Invitation to Lecture

Date: 
Tuesday, February 4, 2014 - 10:00 to Wednesday, February 12, 2014 - 10:00
Venue: 
Coconut Grove Hotel, North Ridge Accra
Topic: “Work, Workers, Working Class: The Ambiguities of ‘Free’ Labour in Colonial Africa”
 

The Department of History (University of Ghana, Legon) and the International Research Center for Work and Human Lifecycle in Global History the University of Humboldt in Germany have the pleasure of inviting members of the University community to a keynote lecture entitled “Work, Workers, Working Class: The Ambiguities of ‘Free’ Labour in Colonial Africa” to be delivered by Professor Frederick Cooper.
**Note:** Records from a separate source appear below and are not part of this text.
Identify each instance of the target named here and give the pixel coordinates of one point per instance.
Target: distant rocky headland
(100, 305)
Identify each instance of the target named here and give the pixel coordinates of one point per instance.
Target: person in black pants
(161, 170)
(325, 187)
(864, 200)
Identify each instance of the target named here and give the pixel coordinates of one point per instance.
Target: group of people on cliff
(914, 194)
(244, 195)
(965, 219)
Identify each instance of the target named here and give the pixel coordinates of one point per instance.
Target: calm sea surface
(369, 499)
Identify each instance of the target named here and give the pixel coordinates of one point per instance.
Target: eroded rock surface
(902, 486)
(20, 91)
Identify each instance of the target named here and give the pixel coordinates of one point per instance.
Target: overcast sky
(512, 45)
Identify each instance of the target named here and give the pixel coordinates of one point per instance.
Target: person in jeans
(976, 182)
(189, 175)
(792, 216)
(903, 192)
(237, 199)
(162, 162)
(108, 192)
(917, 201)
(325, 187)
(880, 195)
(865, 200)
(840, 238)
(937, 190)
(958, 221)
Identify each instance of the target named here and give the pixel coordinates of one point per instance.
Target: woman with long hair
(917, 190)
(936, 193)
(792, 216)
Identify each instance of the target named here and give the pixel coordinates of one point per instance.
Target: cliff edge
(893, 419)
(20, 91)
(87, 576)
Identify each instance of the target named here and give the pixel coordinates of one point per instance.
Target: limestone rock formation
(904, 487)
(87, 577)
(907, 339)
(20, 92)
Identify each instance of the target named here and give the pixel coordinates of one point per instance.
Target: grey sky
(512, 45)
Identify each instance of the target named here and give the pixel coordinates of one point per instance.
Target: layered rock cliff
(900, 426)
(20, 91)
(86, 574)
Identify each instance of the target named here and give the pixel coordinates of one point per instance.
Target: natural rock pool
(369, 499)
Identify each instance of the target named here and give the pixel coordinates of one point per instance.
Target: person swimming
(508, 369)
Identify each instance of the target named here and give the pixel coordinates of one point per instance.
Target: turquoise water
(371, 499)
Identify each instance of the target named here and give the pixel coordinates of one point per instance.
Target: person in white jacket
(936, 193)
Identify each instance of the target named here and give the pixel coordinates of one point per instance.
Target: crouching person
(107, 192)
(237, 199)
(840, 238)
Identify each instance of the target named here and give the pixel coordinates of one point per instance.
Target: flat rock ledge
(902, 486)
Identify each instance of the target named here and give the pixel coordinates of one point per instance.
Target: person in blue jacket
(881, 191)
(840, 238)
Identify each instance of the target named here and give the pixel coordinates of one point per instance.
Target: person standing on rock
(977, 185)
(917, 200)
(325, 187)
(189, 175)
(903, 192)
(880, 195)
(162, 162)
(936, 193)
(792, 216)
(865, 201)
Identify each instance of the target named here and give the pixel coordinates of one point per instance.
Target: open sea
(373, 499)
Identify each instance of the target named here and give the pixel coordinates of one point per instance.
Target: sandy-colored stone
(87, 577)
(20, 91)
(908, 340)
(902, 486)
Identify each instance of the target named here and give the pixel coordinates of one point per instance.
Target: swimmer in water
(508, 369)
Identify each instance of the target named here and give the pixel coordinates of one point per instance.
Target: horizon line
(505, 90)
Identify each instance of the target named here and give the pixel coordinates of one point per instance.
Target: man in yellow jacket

 Date & Time:             Monday, January 20, 2014 at 5.00 pm
 Venue:                       Coconut Grove Hotel, North Ridge Accra

The lecture will open the International Conference on "Pathways into Colonial (and Postcolonial?) Coercion: The creation and evolution of forced labour in Sub Saharan Africa under Colonial Rule,
 1890-1975" to be held in Ho from 21st January 2014 to 25th January 2014.

Please find below a brief profile of keynote speaker:

Frederick Cooper is a Professor of History at New York University, having received his PhD from Yale University in 1974. He specializes in colonization, decolonization, and the contemporary East African history of labour relations, especially plantation slavery and other sorts of agricultural labour relations in coastal Kenya and Zanzibar.  In his Africa since 1940: the Past of the Present (2002) he introduced to the literature the notion of “gatekeeper states.” He is an influential critic of standard colloquialisms such as ‘globalization,’ ‘empire,’ ‘identity’ and ‘development,’ presenting historical evolution of these key terms as an antidote to their chronic oversimplification in current academic parlance.  His own recent books include Colonialism in Question: Theory, Knowledge History (2005) and Decolonization and African Society: The Labor Question in French and British Africa (1996).